Monday, Dec. 08, 1980
Fresh Faces
Help for homely cons
"I've always been ugly," said a Florida prisoner serving a life sentence for murder in a letter to Surgeon Edwin Joy. 'That, added to some psychological problems, made me antisocial. I wanted to socialize, but who wants an ugly guy around?" 'His hope: surgery that would help the convict, 31, improve his self-image and perhaps reform him.
The operation, which Joy intends to do, would not be the first performed on a prisoner; at least 40 inmates in the South have sought a new outlook on life from Joy, head of the department of oral and maxillofacial surgery at the Medical College of Georgia in Augusta. Joy's mentor, Surgeon Elmer Bear of the Medical College of Virginia, began reshaping prisoners' mugs 20 years ago, and has done about 25 such operations all told.
What has sparked renewed interest in these procedures is growing evidence that they can indeed alter behavior. Originally, the goals were modest: the relief of pain caused by a misaligned Dick Tracy jaw, for example, or the treatment of constant drooling by a deformed inmate who could not close his mouth. But as Bear and Joy told a conference of their colleagues in San Francisco, these operations often pay dividends for society. Joy points with pride to a once unpopular prisoner at Virginia State Penitentiary, an antisocial murderer who, after surgery to correct a grossly protruding jaw, finally won the friendship of fellow inmates.

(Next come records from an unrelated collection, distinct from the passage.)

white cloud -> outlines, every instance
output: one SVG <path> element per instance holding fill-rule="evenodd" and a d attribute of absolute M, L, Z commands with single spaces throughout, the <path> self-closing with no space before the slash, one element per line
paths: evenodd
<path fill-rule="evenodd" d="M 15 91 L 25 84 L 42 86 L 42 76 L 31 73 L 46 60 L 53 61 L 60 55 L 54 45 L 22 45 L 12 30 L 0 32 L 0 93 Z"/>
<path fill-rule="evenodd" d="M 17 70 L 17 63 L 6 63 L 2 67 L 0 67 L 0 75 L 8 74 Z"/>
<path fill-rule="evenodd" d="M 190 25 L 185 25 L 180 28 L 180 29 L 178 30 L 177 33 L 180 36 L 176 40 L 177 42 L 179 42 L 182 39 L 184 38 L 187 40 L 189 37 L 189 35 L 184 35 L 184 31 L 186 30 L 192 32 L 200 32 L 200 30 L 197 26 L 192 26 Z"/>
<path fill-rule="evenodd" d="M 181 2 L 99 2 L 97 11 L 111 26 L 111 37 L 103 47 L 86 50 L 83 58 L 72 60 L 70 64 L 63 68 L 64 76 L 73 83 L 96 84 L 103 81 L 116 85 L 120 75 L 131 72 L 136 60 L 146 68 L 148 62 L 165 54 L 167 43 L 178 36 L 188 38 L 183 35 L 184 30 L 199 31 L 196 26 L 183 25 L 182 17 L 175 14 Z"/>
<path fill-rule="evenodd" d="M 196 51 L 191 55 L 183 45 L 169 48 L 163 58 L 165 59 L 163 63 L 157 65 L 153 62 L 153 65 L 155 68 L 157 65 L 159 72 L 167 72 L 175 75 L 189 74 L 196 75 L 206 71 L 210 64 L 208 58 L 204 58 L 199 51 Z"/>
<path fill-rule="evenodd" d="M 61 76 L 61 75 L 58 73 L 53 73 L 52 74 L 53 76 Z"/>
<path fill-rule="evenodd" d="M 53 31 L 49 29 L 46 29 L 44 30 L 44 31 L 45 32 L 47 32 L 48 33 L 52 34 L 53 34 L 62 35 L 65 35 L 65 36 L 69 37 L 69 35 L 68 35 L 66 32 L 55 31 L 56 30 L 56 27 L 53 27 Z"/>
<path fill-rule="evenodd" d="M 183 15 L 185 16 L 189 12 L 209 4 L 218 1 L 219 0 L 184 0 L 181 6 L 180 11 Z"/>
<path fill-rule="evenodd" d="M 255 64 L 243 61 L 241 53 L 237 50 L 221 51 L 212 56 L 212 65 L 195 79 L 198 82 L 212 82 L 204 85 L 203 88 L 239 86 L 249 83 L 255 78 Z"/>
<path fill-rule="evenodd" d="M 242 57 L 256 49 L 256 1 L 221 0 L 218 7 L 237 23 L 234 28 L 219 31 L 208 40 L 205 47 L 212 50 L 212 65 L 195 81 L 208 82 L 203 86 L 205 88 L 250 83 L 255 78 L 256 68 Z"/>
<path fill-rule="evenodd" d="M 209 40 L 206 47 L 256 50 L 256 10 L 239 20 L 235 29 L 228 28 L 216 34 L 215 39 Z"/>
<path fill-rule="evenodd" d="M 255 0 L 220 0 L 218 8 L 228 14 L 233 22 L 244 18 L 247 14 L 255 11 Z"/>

Joy does not promise to turn a felon into a bank president. In any case, a more informed judgment on facial surgery's potential for changing personality probably must await release of a study now under way at Johns Hopkins University School of Medicine. Meantime, prisoners continue to apply for surgical work that may cost taxpayers $2,000 to $4,000. But even at that, it may be the cheapest rehabilitation program going.